There would be plenty of reasons to come up with to stay out of the market but what really would happen is that you have been conditioned, subconsciously, into such a risk-averse mindset that you would want to come up with a reason for valuations to head lower so that you can buy into. But being conditioned into a mindset is not the same as gaining wisdom or understanding. Because at the same time when you would see plenty of bad horizons, you would also see an improving housing market, rising employment, and easy monetary policy. For each tick higher, your bearish confidence would gradually wane. And as the S&P would break 1500, you would slowly be acclimatized to the idea of higher market numbers while your prior conditioning would gradually become extinct together with the rest of the market until it would be a matter of chasing. Your bullish confidence would finally have been conditioned through continuous reinforcement of each failed prediction.
In reality, removing your focus on price is not easy. Anchoring bias has us believe that when prices fall from where they’ve been, they look cheaper. We envision the possibility that they might return to where they recently were, precisely because we have been reinforced, Skinnerian style, from the prevalent trend. And if that envisioning is fulfilled once, it will reinforce us to again fall prey to our innate bias the next time around. And that’s exactly why removing the focus on price, as well as unrealized gains or losses, is so important.

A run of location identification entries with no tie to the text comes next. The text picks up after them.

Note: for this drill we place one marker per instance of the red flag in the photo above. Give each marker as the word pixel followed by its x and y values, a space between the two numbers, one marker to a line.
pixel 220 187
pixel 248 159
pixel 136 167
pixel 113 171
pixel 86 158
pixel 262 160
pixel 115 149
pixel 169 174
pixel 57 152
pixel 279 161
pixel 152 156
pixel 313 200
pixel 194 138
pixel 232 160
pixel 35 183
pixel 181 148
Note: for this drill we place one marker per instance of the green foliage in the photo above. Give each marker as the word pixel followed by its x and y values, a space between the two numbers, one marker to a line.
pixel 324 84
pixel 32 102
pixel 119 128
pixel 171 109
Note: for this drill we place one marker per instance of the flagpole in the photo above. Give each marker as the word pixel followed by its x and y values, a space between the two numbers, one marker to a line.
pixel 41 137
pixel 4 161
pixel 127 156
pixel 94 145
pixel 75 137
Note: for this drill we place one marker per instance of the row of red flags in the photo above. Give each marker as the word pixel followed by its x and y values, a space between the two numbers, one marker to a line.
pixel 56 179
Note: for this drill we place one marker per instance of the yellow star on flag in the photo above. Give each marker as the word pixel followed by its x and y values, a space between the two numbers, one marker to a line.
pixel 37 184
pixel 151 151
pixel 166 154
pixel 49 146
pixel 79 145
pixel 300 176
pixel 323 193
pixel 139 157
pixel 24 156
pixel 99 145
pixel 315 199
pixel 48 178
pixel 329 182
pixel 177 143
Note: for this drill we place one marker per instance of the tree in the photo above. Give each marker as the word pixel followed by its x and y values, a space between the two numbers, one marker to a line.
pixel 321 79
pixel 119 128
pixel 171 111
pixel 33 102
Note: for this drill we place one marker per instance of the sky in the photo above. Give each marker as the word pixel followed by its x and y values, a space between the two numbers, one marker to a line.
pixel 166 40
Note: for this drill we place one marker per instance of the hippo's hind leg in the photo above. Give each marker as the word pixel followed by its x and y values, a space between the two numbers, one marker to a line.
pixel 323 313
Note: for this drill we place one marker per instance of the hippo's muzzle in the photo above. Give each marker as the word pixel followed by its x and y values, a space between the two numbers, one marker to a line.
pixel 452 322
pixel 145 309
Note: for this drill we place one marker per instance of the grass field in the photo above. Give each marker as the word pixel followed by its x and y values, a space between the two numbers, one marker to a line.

Lastly, another important observation of Skinner’s is that operant conditioning affects our thinking and even our language throughout our lives, often in subtle ways. We respond to what we want to hear because we’ve been conditioned through our emotional reactions. Unfortunately, the emotional factors that shape our thinking are not always oriented toward truth, but rather toward other values, such as building relationships, achieving status, or acquiring resources. This lack of truth orientation is generally not a problem, except in investing, where the consequences of being wrong can be tangibly significant. To avoid this problem, you must be vigilant about truth in investment decisions and ensure that your thoughts and statements reflect an honest description of reality, rather than being influenced by hidden contingencies such as the desire for status, approval, or preserving an ideology.